Abstract
Deep Neural Networks (DNNs) based learning methods have brought revolutionary advances in computer vision and machine learning. However, training a DNN model often requires very intensive computational resources. For edge incremental learning, more energy efficient learning solutions are called for. Heterogeneous computing is more power efficient, and has been increasingly popular for embedded platforms. Therefore, how to deploy training models on heterogeneous platforms to support edge learning is a critical issue.

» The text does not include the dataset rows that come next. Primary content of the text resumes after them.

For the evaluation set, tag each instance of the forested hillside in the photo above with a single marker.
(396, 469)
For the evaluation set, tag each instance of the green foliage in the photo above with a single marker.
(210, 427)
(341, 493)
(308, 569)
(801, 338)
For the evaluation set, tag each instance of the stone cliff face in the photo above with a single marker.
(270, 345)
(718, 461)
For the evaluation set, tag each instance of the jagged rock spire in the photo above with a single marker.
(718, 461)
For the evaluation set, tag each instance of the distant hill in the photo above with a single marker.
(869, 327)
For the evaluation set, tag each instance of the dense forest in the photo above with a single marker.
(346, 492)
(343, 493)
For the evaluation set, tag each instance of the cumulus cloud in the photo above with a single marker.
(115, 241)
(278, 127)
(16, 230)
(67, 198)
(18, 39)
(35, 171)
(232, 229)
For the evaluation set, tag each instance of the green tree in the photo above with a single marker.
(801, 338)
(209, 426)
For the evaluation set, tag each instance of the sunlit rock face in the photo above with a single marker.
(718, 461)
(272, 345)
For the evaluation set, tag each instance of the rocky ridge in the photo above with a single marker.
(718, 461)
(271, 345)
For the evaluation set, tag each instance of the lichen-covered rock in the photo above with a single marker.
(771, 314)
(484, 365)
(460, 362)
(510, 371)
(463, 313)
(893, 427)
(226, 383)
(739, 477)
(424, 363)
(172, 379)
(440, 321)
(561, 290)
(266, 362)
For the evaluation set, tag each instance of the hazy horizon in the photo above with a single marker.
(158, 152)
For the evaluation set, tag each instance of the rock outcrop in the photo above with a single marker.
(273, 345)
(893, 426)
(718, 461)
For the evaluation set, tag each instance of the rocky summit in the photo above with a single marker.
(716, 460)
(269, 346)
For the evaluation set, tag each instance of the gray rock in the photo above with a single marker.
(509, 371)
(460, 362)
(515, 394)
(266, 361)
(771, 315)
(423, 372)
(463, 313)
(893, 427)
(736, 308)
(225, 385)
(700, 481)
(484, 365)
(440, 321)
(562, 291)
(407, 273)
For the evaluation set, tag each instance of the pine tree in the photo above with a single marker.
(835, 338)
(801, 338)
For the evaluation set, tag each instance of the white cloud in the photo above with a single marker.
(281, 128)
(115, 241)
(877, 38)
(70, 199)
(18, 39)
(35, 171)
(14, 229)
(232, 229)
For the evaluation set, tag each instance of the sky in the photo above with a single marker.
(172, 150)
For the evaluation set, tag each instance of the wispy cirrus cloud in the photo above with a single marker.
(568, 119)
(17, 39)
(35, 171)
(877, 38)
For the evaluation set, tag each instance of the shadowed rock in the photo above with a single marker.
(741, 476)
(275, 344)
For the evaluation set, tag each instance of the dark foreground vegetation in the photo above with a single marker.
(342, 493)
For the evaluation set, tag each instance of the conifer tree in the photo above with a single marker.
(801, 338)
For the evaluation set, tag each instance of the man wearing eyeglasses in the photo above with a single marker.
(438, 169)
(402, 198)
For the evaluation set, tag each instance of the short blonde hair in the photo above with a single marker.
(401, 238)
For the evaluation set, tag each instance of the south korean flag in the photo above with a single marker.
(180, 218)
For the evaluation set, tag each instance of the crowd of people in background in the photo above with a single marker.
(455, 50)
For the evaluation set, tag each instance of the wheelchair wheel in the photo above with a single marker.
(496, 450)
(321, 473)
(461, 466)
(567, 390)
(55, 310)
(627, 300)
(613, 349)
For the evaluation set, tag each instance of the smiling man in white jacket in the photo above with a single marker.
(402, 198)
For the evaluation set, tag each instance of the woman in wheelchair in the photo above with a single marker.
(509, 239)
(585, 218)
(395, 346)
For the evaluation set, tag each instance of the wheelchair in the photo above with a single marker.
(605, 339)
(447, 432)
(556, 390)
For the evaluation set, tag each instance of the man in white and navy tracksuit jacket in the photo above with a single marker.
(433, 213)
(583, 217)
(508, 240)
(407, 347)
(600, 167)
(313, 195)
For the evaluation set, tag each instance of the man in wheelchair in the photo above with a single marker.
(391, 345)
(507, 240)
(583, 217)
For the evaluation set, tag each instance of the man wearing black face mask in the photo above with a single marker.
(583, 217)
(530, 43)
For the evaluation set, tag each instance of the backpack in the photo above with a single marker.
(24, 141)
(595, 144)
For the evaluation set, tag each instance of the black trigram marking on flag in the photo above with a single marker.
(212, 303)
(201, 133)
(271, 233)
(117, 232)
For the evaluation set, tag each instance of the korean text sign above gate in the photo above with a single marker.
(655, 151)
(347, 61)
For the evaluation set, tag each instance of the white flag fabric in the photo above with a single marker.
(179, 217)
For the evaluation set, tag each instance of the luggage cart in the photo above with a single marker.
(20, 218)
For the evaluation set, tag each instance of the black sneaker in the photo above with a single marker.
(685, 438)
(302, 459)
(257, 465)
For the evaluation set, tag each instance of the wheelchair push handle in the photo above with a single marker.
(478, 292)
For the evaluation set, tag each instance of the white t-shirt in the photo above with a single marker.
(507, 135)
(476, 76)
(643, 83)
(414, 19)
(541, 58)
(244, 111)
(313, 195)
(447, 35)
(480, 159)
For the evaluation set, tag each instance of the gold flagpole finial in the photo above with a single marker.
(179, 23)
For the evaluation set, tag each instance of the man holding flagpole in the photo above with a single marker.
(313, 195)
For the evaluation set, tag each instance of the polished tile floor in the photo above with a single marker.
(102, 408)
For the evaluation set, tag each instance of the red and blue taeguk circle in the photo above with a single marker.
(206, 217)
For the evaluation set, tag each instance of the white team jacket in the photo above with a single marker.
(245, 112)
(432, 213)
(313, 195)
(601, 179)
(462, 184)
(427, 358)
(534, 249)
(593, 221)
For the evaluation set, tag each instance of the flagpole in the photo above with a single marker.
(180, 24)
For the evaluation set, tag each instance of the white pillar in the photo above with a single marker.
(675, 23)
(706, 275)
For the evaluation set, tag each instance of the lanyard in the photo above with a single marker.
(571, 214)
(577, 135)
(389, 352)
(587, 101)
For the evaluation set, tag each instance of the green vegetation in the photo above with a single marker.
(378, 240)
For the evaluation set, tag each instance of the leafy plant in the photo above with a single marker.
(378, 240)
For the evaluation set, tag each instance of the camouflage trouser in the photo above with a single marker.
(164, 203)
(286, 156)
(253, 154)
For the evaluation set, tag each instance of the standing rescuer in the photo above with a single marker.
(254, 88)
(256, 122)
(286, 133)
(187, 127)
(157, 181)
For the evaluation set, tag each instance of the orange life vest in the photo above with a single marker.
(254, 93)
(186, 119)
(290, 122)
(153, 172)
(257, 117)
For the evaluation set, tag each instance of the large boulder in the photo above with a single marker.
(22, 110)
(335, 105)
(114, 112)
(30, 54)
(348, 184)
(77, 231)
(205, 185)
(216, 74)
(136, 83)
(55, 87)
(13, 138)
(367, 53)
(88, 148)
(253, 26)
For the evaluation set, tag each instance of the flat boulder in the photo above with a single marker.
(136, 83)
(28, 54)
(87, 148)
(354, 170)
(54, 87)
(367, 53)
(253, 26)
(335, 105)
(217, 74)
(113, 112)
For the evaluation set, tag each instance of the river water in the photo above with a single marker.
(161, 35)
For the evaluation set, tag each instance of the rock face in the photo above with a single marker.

Due to the increasing size of DNNs, it is rather difficult to determine how to dispatch a large number of operations to proper devices. One state-of-art approach uses reinforcement learning to address this device placement issue, but is too costly to apply in an embedded setting. In this paper, our approach leverages the information available from the computational graph of the model, and the dynamic profiles of run time and communication time of each device, to more efficiently deploy operations on heterogeneous systems. We use Critical Earliest Finish Time (CEFT) algorithm together with the Partitioned Boolean Quadratic Assignment Problem (PBQP) solver to find a cost-effective placement, and dynamically adjust assignments during the training process, which makes our method more adaptive and effective for different computational environments. On AlexNet, VGG, Inception, ResNet, RNNLM and other well-known models, our approach significantly outperforms traditional algorithms and reinforcement learning based methods.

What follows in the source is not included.